According to foreign media reports, with the spread of the new crown pneumonia epidemic, the demand for medical rubber gloves around the world has continued to increase, which has attracted investors from different industries into the rubber glove market.
In Malaysia, the largest producer of rubber gloves, companies in different industries such as real estate development, information technology, and palm oil production have entered.
According to the Malaysian Rubber Glove Manufacturers Association (MARGMA) forecast in July, by 2020, Malaysia’s domestic rubber glove production will expand to 220 billion, a year-on-year increase of 20%, almost all for export.
Among them, the Malaysian listed companies that announced new entry into the field have invested a total of 900 million ringgits in the past two months, and approximately 70 new rubber glove production lines have been added.
According to analysts at JF Apex Securities, due to the inflow of investor funds, the annual production capacity of rubber gloves is expected to increase by 20 billion. JF Apex Securities analysts pointed out that as the epidemic eases, demand for rubber gloves will decline in the first half of next year, and it will be difficult for new companies that lack market competitiveness to make profits.
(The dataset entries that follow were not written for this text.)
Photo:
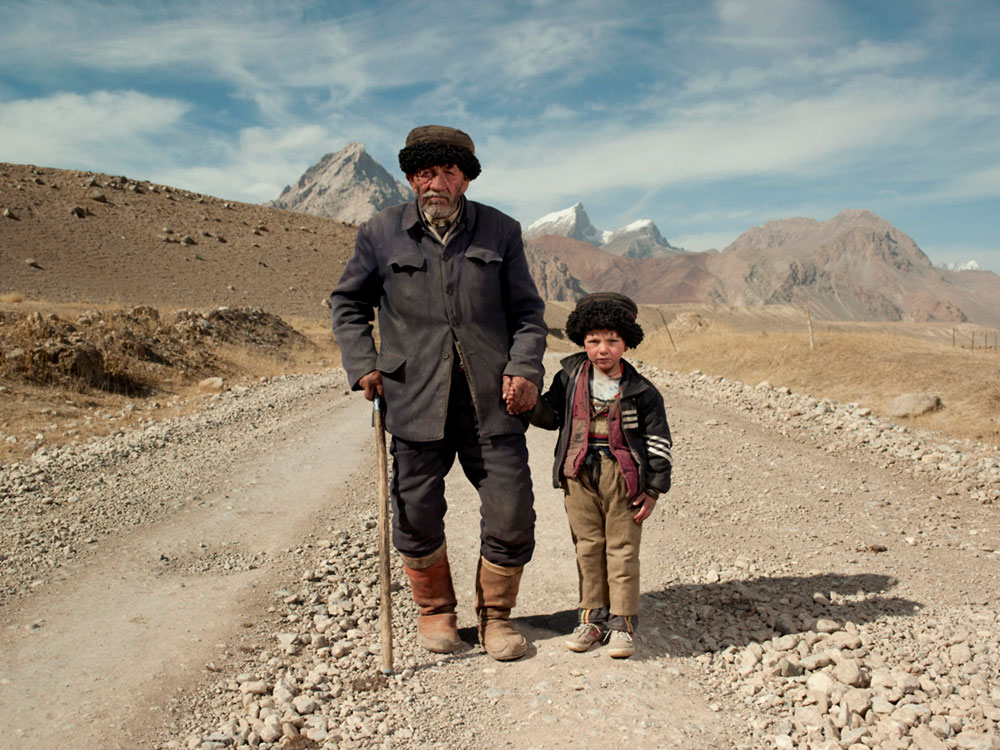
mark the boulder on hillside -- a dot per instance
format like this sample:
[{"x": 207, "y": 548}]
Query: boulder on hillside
[{"x": 913, "y": 404}]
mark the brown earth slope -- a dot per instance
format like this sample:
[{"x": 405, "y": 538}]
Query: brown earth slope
[{"x": 68, "y": 236}]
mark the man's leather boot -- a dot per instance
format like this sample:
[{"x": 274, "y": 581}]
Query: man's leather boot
[
  {"x": 430, "y": 580},
  {"x": 496, "y": 594}
]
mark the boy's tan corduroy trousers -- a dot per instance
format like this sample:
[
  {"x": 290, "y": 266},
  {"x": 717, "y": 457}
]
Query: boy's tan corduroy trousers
[{"x": 606, "y": 539}]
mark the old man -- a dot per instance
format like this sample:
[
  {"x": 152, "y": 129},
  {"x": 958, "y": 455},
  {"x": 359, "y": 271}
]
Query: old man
[{"x": 459, "y": 365}]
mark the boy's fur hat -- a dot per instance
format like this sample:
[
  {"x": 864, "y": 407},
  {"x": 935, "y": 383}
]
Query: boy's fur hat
[
  {"x": 439, "y": 145},
  {"x": 605, "y": 311}
]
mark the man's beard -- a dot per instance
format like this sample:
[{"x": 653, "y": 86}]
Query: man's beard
[{"x": 438, "y": 210}]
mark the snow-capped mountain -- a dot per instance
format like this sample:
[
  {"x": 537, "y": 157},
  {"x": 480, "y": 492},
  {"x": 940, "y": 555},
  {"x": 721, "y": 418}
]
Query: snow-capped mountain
[
  {"x": 347, "y": 185},
  {"x": 571, "y": 222},
  {"x": 640, "y": 239}
]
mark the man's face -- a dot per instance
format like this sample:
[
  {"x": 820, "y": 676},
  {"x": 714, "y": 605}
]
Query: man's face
[{"x": 438, "y": 189}]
With the development of vaccines and the end of the epidemic, the demand for gloves has declined. However, the initial investment cost of these new entrants in the field of rubber glove production is very high, and its production efficiency is difficult to compare with large enterprises. Therefore, it is difficult to obtain the expected large profits.
It takes at least half a year to build a rubber glove production plant. New companies that lack professional production experience and sales network can hardly form competition with large companies.